I solved the differential equation $\frac{\mathrm{d} y}{\mathrm{d} x}= \frac{y^2-1}{2y}$, in the following way:
$\frac{\mathrm{d} y}{\mathrm{d} x}= \frac{y^2-1}{2y} <=>$ $\int \frac{2y}{y^{2}-1}dy=\int1dx <=> ln\left| y^2-1\right |=x+C<=>$
$|y^2-1|=e^xe^C <=> \pm (y^2-1)=e^xe^C <=> y^2-1=Ke^x$, for a constant K, such that $K=\pm e^c$
$<=> y^2=Ke^x+1<=> y= \pm \sqrt{Ke^x+1}$
Now Wolfram Alpha(http://www.wolframalpha.com/input/?i=dy%2Fdx%3D%28y%5E2-1%29%2F%282y%29) and Matlab both tell me that the solution to the original equation is:
$\pm \sqrt{e^Ce^x+1}$, meaning that my constant K can only assume positive values. Is my solution wrong or are both of these software wrong?
Thanks in advance.
You could have negative values for K in your solutions.

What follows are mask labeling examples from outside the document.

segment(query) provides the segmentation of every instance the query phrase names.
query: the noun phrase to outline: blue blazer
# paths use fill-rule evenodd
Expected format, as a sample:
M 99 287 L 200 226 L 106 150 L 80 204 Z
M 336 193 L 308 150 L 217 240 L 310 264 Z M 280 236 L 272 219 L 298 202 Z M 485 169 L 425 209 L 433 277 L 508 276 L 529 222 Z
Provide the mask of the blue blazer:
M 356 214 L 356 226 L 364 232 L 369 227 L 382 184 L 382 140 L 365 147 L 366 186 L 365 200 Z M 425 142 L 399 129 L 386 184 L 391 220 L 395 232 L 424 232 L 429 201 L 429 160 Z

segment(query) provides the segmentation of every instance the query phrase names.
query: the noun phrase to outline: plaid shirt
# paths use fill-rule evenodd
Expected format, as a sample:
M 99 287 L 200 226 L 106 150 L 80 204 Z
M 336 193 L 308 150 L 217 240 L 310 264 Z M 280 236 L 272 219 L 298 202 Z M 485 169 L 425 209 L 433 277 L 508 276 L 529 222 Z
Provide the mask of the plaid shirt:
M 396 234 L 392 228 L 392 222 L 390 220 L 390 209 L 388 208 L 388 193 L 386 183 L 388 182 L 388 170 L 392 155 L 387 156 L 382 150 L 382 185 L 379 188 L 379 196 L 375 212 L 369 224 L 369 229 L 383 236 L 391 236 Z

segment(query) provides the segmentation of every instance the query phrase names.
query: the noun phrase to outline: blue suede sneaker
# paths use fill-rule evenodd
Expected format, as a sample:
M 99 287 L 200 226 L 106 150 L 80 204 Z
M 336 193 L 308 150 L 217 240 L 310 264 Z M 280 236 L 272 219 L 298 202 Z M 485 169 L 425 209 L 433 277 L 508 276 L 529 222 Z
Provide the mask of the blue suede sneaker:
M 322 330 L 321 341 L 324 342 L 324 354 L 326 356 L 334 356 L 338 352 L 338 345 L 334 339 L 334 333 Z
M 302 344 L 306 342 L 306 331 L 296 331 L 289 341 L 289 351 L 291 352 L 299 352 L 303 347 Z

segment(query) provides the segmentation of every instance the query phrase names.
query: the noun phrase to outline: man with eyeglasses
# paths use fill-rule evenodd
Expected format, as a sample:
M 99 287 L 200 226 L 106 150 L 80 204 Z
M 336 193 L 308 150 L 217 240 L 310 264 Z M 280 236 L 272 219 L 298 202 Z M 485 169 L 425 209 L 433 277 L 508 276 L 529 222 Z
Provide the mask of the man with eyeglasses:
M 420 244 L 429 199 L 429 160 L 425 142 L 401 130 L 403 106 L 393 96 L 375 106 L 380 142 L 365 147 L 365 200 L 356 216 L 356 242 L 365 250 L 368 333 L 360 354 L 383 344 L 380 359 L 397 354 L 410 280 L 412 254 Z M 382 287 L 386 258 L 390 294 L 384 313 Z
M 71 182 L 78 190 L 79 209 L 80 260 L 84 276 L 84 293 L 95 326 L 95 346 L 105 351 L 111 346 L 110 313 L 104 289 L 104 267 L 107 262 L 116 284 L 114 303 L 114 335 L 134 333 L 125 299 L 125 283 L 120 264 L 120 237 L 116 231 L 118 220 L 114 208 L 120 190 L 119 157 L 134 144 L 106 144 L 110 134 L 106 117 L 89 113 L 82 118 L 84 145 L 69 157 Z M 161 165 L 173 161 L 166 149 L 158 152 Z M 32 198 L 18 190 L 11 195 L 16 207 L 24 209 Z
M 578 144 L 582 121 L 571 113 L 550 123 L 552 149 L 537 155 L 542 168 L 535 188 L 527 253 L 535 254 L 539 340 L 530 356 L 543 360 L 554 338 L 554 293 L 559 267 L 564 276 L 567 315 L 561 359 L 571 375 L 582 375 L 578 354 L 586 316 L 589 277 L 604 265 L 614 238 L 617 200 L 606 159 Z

There are two branches to this DE. If you had a suitable initial condition to the DE then wolfram (I don't have maple) find it, e.g.: http://www.wolframalpha.com/input/?i=dy%2Fdx%3D%28y%5E2-1%29%2F%282y%29%2C+y%280%29%3D-1%2F2
As mentioned in the comments a complex value of $C$ could give rise to a negative value for $K$.